Sadeghian v. Jaco, 2020 Tex. App. W.L. 400172; LEXIS 670 (Tex. App.—Dallas 2020) (mem. op.)
DTPA Allows Debt Cancellation in addition to Money Damages: Khosrow Sadeghian rented and then sold a house worth approximately $30,000.00 to David Jaco. In exchange, he took a $10,000 down payment and a real estate lien note, deed of trust and vendor’s lien for $159,900, obligating Jaco to pay interest at 8.2% and 18% on matured but unpaid amounts. Sadeghian told Jaco he would have the special warranty deed with vendor’s lien recorded at “the title office” and then send it to him later. Sadeghian did not record the deed nor return it to Jaco. Instead, he executed another deed, conveying the house to his personal real estate trust.
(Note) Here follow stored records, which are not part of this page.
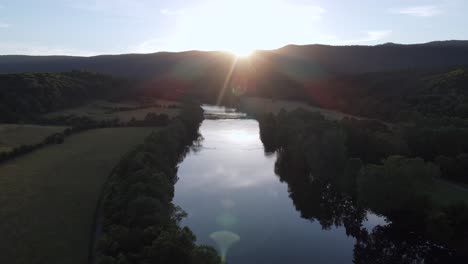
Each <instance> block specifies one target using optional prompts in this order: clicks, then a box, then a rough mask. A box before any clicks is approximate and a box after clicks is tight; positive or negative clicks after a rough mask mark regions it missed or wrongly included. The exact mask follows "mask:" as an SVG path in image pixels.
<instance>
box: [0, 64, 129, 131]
mask: <svg viewBox="0 0 468 264" xmlns="http://www.w3.org/2000/svg"><path fill="white" fill-rule="evenodd" d="M129 85H130V82H128V81H126V80H124V79H119V78H115V77H111V76H108V75H103V74H98V73H92V72H84V71H72V72H65V73H22V74H0V122H3V123H13V122H17V121H19V120H23V121H29V120H30V119H31V118H33V117H35V116H37V115H40V114H44V113H47V112H52V111H56V110H59V109H63V108H67V107H73V106H78V105H81V104H83V103H85V102H87V101H90V100H95V99H98V98H108V97H110V96H119V95H120V94H121V93H123V92H124V91H126V87H127V86H129Z"/></svg>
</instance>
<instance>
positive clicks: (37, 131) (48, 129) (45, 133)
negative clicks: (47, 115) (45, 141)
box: [0, 124, 67, 152]
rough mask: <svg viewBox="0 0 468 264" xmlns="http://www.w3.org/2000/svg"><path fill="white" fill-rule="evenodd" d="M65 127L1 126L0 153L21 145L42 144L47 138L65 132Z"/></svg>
mask: <svg viewBox="0 0 468 264" xmlns="http://www.w3.org/2000/svg"><path fill="white" fill-rule="evenodd" d="M66 128H67V127H64V126H37V125H22V124H0V152H2V151H5V152H8V151H10V150H12V149H13V148H16V147H19V146H21V145H34V144H38V143H41V142H42V141H43V140H44V139H45V138H46V137H48V136H50V135H52V134H55V133H59V132H63V131H64V130H65V129H66Z"/></svg>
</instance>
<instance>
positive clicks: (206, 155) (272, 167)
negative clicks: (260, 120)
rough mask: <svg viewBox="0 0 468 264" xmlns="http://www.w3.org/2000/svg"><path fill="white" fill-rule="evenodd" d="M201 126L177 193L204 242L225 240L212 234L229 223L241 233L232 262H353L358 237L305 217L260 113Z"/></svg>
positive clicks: (180, 182)
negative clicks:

That deed was not recorded until three years later, one day after the receipt of the DTPA notice letter from Jaco’s counsel. The jury found that Sadeghian engaged in an unconscionable course of action under the DTPA and awarded Jaco $60,000.00 in economic damages and $500,000.00 in additional damages for knowing and intentional conduct. The trial court entered judgment for Jaco awarding him treble damages of $181,800.00, attorneys’ fees and prejudgment interest. The trial court also voided the promissory note, deed of trust and vendor’s lien. Sadeghian appealed, claiming that the DTPA did not allow declaratory relief in addition to an award of damages. Held: Affirmed. The DTPA expressly provides a number of remedies, including “any other relief which the court deems proper.” Sadeghian’s argument to the contrary simply ignores this express language of DTPA § 17.50(b)(4). Jaco was not required to elect between those remedies.